32. Kembalinya masa lalu Aldo 2

2.8K 152 25
                                    

“Uuuu, kasian ya, kemarin cowoknya sama Nala, eh sekarang sama cewek lain. Diselingkuhin, ya?” ucap teman-teman Nala, saat berjalan di koridor tiba-tiba saja mereka menarik lengannya, menuju tangga kelas XII, untungnya disana selalu sepi.

“Wajar sih, ‘kan dapetin cowoknya hasil nikung Kakaknya sendiri,” timpal salah satu dari mereka.

“Uh, miris ya,” sahut yang lainnya diikuti tawa mereka.

“Gimana? Kerasa sakit hatinya?”

“Kalau orang Tanya, itu jawab.” salah satu dari mereka menjambak rambut Vita. “Mau kalian apa, sih?!” Vita, gadis itu marah.

“Mau gue? Lo menderita aja,” mereka kembali menjambak rambut Vita.

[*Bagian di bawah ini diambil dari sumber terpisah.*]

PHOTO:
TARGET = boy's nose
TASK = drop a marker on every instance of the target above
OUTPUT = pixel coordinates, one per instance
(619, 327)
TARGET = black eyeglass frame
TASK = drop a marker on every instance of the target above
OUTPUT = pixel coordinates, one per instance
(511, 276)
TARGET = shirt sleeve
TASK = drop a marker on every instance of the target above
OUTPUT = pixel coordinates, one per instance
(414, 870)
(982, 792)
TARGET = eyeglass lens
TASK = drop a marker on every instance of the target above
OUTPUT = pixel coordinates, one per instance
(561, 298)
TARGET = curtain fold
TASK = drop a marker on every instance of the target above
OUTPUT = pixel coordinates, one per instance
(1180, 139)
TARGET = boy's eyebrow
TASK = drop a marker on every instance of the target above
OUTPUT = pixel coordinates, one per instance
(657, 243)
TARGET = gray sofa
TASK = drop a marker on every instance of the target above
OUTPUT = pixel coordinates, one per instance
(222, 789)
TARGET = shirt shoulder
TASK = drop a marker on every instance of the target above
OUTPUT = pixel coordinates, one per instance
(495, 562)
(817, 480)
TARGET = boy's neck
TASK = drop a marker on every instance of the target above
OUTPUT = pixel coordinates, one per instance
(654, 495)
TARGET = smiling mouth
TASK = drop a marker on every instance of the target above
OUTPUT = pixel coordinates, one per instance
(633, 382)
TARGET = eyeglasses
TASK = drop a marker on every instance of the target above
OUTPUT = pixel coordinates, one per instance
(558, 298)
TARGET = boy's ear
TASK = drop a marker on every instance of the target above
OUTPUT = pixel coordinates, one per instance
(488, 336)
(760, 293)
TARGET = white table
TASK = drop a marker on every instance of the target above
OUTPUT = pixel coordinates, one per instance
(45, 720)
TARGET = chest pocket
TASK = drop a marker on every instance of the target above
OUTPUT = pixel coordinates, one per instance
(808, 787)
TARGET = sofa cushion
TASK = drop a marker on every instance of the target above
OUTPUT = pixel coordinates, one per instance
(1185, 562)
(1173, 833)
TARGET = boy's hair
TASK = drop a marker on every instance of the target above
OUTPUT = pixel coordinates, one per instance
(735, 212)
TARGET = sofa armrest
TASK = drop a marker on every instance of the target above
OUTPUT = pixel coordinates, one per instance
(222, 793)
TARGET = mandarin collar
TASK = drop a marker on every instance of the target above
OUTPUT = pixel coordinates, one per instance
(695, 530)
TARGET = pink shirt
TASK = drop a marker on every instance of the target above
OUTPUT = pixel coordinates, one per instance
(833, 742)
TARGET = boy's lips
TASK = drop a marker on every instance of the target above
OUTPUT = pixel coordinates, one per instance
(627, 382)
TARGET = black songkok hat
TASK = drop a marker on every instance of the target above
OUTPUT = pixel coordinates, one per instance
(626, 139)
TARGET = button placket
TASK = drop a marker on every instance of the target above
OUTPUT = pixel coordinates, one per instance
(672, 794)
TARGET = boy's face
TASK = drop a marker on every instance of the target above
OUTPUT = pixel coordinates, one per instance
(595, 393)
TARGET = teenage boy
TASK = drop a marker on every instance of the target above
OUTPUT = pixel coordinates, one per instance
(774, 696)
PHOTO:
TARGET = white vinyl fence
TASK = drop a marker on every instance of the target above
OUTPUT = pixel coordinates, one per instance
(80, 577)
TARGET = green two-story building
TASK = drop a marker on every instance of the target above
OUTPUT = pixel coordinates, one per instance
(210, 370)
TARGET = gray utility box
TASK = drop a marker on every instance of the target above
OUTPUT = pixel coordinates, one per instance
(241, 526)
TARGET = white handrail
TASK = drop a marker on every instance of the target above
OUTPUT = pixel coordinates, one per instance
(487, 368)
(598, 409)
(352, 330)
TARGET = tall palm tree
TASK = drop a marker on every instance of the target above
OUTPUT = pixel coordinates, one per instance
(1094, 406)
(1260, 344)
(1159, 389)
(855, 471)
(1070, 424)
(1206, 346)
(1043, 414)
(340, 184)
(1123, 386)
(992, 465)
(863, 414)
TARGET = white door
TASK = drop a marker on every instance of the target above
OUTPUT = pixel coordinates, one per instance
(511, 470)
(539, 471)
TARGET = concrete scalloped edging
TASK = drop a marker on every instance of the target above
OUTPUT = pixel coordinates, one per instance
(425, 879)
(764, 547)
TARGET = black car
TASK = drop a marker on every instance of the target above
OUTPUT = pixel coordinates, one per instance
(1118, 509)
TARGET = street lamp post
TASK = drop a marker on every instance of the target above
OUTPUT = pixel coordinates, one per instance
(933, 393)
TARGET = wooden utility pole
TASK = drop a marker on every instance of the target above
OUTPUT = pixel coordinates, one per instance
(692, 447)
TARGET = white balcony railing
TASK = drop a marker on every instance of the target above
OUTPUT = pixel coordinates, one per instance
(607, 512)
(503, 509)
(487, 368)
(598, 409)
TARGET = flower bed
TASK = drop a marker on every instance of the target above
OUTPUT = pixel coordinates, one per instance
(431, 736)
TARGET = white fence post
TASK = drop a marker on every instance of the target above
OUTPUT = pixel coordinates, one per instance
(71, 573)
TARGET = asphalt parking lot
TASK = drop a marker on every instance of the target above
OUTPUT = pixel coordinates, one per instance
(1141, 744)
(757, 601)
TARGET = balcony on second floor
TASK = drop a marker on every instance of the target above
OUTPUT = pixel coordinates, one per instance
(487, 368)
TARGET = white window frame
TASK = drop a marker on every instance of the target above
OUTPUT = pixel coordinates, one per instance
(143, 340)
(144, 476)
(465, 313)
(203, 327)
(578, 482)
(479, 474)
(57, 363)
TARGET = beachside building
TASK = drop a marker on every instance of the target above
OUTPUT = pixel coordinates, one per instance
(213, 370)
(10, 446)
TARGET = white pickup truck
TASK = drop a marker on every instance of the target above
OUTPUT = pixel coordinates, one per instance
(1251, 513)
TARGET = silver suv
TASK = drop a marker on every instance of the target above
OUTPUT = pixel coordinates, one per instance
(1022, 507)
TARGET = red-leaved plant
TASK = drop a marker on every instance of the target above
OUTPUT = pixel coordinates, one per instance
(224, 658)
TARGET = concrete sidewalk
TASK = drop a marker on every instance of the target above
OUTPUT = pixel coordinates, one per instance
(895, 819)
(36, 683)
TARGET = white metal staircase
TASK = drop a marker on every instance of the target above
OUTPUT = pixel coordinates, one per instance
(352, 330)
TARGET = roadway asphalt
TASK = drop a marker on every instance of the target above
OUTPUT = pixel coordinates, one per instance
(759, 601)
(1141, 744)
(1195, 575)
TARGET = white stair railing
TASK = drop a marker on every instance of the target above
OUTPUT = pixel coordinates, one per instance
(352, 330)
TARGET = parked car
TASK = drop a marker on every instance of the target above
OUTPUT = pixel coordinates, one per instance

Vita membalas menjambak rambut rambut gadis itu, lalu gadis itu tersungkur, gadis itu menatap Vita marah, “berani lo?” lalu teman gadis itu mendorong Vita hingga Vita tersungkur.

Alisa dan Aldo berjalan menuju kelas mereka, kelas XII yang berada di lantai atas, namun saat sampai di tangga mereka melihat Vita yang tersungkur.

“Aldo, itu cewek yang tadi, ‘kan? Dia kenapa? Di-bully, ya? Samperin yuk, aku kasian litanya.” Alisa menarik tangan Aldo.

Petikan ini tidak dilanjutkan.